Let's start with what you believe. If you do not believe something is eternal, then it seems you must believe at some point there was absolute Nothingness. Not essentially nothing, not virtually nothing, but absolute Nothingness. From that, it seems, something began.
I do not understand how something can come about from nothing. Can you explain that somehow?
By my way of thinking, certainly the universe may be eternal. Or possibly it came about from something else - oscillating universes, arising, retreating, arising, in endless cycles.
Unlike you, I believe there has always been something, the past is infinate, without beginning.
As to whether or not a creator adds a level of complexity, I do not see it that way. When I see a tree, I suppose there was a seed, then roots, then a stem. You might ask why all this complexity. There is a tree. Why must there be more of the history of the tree. Of course you do not. Trees begin with seeds (often, sometimes other methods, but never just suddenly just a tree). This is a natural progression. No reasonable person believes there has always been a tree.
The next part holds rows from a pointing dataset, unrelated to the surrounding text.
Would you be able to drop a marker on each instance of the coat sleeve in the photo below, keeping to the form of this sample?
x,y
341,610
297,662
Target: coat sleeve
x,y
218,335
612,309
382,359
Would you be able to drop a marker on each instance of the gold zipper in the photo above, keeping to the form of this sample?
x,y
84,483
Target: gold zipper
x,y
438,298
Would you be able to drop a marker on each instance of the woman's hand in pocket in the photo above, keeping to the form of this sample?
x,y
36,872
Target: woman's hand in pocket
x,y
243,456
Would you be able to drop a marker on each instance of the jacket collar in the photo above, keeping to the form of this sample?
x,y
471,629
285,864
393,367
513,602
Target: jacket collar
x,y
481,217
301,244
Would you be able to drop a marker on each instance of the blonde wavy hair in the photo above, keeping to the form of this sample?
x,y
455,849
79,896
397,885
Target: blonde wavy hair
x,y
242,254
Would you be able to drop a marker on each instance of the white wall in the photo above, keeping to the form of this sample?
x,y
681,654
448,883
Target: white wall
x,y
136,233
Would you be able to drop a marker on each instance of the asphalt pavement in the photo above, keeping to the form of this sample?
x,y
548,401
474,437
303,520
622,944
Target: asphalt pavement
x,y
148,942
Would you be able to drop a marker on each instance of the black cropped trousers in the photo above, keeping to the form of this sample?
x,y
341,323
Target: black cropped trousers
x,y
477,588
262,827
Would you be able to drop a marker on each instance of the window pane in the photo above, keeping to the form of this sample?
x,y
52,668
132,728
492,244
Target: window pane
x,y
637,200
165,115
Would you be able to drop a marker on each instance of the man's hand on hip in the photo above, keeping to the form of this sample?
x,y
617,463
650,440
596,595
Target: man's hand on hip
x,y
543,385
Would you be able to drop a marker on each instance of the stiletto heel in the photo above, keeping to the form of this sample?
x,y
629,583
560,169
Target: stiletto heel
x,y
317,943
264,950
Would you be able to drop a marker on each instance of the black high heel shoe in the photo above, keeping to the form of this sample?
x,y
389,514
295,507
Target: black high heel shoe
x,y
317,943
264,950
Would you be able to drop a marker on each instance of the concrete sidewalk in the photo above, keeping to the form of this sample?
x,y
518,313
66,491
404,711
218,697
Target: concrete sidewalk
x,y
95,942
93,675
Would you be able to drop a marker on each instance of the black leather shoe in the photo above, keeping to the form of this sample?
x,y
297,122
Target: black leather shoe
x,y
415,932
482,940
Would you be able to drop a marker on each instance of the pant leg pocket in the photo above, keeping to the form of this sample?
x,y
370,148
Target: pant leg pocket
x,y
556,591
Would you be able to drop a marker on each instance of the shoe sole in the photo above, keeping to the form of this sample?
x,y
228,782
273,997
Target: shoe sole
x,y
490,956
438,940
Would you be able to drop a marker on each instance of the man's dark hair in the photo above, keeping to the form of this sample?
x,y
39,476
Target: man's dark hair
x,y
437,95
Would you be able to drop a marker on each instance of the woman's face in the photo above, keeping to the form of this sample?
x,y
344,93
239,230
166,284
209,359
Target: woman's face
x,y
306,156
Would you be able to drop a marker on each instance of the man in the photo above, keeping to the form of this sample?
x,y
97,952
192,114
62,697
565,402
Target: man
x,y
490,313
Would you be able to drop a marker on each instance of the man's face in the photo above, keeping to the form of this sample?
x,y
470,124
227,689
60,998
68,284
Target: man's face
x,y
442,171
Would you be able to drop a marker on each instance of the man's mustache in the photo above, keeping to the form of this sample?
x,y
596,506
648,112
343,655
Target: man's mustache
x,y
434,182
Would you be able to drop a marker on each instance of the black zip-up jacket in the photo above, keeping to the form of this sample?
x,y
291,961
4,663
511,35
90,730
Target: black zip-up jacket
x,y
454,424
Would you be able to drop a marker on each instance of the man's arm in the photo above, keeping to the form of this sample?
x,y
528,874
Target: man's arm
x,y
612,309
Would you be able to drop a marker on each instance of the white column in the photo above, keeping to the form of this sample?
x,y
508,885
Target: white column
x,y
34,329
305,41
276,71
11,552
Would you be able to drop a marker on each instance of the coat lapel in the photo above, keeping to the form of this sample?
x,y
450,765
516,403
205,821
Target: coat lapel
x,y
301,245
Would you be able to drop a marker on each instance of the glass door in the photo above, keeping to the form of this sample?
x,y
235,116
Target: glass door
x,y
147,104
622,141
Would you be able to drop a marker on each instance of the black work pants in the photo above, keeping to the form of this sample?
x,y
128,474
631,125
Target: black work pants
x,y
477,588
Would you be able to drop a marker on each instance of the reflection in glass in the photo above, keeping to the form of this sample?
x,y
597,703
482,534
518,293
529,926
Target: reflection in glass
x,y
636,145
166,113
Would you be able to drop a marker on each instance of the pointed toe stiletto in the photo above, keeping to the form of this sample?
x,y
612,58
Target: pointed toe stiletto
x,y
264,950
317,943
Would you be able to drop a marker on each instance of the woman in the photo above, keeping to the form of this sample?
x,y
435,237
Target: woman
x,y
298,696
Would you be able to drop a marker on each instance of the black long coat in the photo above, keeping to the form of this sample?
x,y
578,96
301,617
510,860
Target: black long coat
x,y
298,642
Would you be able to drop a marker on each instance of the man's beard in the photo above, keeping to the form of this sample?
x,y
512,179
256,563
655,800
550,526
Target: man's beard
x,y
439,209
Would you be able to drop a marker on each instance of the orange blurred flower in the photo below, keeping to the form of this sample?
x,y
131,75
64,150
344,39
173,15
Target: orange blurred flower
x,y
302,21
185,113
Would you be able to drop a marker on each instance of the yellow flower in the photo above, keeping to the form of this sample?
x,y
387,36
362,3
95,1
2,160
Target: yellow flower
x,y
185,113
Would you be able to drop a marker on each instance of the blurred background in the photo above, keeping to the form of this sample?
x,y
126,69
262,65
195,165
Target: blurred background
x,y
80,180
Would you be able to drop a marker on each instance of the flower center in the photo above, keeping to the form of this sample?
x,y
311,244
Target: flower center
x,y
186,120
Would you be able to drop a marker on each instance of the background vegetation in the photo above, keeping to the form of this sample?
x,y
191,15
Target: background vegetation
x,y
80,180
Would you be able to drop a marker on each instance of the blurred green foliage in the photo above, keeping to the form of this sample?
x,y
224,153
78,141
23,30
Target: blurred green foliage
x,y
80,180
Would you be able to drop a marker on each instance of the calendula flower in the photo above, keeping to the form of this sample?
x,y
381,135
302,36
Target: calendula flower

Unlike you, I believe there always has been something. The decision is between a universe, or a creator. I
By my understanding, many Scientists say the universe had a beginning. They have no substantial clue what existed one second before the universe. That seems very complicated to me. They have to imagine there was something, matter, anti-matter, energy, some combination, but who knows. A complete unknown. Hardly simple, or it could be described.